Want the good news about the Giants’ 40-39 start to the season?
Last year at this time, they were 28-51.
So there’s your rally cry for the 2018 Gigantes: “AT LEAST IT’S NOT 2017!”
In the meantime, Giants fans await definition to the season.
Some sympathetic fans have already defined it: It’s been a tough luck season, with the Madison Bumgarner and Johnny Cueto injuries, and now the Evan Longoria injury, and the boys have been fighting hard to stay in the race and, bless their hearts, they’re in the conversation.
That’s the easy way out.
The tougher road, the one I lean more towards, is that this is a team that promised its fan base they were in it to win it, that trading for Andrew McCutchen and Longoria was a pledge to the loyal fans that there would be no rebuild. The Giants, management told us, chase championships.
And yet, they are not playing anything close to championship ball.
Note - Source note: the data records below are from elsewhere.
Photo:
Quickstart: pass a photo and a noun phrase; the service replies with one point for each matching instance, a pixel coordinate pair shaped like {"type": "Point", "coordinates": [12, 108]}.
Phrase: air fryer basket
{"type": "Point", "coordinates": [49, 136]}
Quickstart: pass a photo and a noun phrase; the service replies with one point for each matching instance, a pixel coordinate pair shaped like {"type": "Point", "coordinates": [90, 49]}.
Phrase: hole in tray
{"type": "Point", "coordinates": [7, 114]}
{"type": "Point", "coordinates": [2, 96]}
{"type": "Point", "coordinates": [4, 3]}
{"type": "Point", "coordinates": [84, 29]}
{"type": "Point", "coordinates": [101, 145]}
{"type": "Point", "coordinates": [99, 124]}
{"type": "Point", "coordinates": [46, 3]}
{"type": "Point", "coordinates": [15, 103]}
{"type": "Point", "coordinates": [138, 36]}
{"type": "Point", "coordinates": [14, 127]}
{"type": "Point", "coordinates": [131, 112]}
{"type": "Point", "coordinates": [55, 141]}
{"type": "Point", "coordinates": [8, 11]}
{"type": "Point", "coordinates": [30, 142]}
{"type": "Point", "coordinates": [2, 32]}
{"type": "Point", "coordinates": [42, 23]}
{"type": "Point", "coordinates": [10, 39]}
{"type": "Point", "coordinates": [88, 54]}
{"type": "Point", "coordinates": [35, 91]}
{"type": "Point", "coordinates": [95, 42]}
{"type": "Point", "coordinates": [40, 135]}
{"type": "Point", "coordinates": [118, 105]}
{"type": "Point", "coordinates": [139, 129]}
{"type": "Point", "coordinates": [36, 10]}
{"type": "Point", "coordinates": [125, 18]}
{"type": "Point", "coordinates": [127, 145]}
They have all the earmarks of a .500 team: a so-so starting pitching staff, no true closer, aging veterans not producing their career numbers.
So if the Giants want to win over the saltier fans, now is the time to do it.
The 10-game homestead concludes with three against Colorado at AT&T starting tonight. I’m going to need, at minimum, two of three. And if we really want this team to start turning over its engine, I’m going to need a sweep.
That means Derek Holland, the reclamation project who has stitched together a decent June, must answer the bell. That means Madison Bumgarner, who failed to win in his first three starts back, must deliver like he did last start against San Diego. And that means Chris Stratton, whose home ERA is over 5.00, must build on his better June on Thursday.
The Giants have to finally start showing us they mean business, and are not a collection of older, bruised bodies fighting to stay even. The presence of Alen Hanson has been startling on a number of levels. There’s his talent level, which is strong. But more noticeably, there’s his youth and energy level, and how starkly it compares to the older Giants like Buster Posey, Brandon Crawford, Austin Jackson and Evan Longoria.
There are teams out there that have players like Hanson up and down their roster: kinetic energy putting pressure on defenses. The Giants are going about it a different way, trying to pitch and use their savvy baseball minds to stay in this thing for 162.
Take, for example, the great moment on Sunday at the park. You’d have to be a hard-hearted fan to not be touched by the emotion surrounding the Hunter Pence walk-off. But you’d have to be a short-sighted fan to realize the Giants can’t hang their hats on Pence ground balls exiting the bat at 73 mph.
If this team is into it, it’s time to start winning. Cueto’s return could coincide with a team that has decided to play its best ball in the second half of the season, and we could all be fired up in August.
Otherwise, we’ll just cry into our $13.50 beers, saying: “Hey, at least it’s not 2017.”